The premise is similar. Characters arrive at a keep that is close to a wilderness packed with dangers. Morgansfort is the keep, and it’s pretty well laid out and stocked with NPCs for your PCs to interact with. The keep and the small community within should serve as a good place for PCs to fall back, rest, heal, and trade. There are three nearby locations for PCs to explore and “clear out,” The Old Island Fortress, The Nameless Dungeon, and The Cave of the Unknown. Those locations are a mixed bag.
The first two are sort of the worst of old school module design. There is very little history or background. Worse, there is no logic or sense of “ecology” in how the rooms are stocked with monsters and antagonists. If you told me the author(s) had a spinning wheel with the names of a bunch of monsters on it, and just gave it a spin for each room, I would not be surprised. One room might have a band of goblins just hanging out, while the next has a giant spider, and the next a nest of killer bees, and the next an ogre. All just waiting around, twiddling their thumbs for all eternity. Never opening a door to find the monster in the next room. Never leaving to find food. Just sitting there, waiting for adventurers to open the door. It’s one of the reasons I think so many video games seem to be based off of D&D in so many ways. It’s like video game logic. And it’s the kind of thing you don’t think about if you’re playing a first person shooter or a tactical combat game or something.
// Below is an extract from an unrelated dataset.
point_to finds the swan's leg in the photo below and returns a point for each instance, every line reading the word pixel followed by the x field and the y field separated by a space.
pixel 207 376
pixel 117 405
But if you’re playing a roleplaying game, where you’re expecting the imaginary world to work in some sort of sensical way, it just doesn’t.
The third dungeon, The Cave of the Unknown, actually has a theme and monsters that make much more sense together. It also has enough of a story to go on. There are some orc raiders who’ve kidnapped a couple people. There’s a magic user who’s up to no good and is sort of working with the orcs. Most of the monsters in the place are directly connected to those two factions. Great. That works.
The thing about BFRP is that all the books are quite cheap. Free if you want the PDF, and pretty much the price of printing if you want physical copies. At a price like that, any problems with the book seem trivial. Even though I’m never going to run those first two dungeons as written, the maps alone are worth it. Morgansfort and the third dungeon might actually make it into my games. If I ever get around to running Keep on the Borderland, I might weave elements of Morgansfort, particularly the NPCs into it. And again, for the price, the maps alone make it well worth it, even if you’re going to replace everything keyed to them.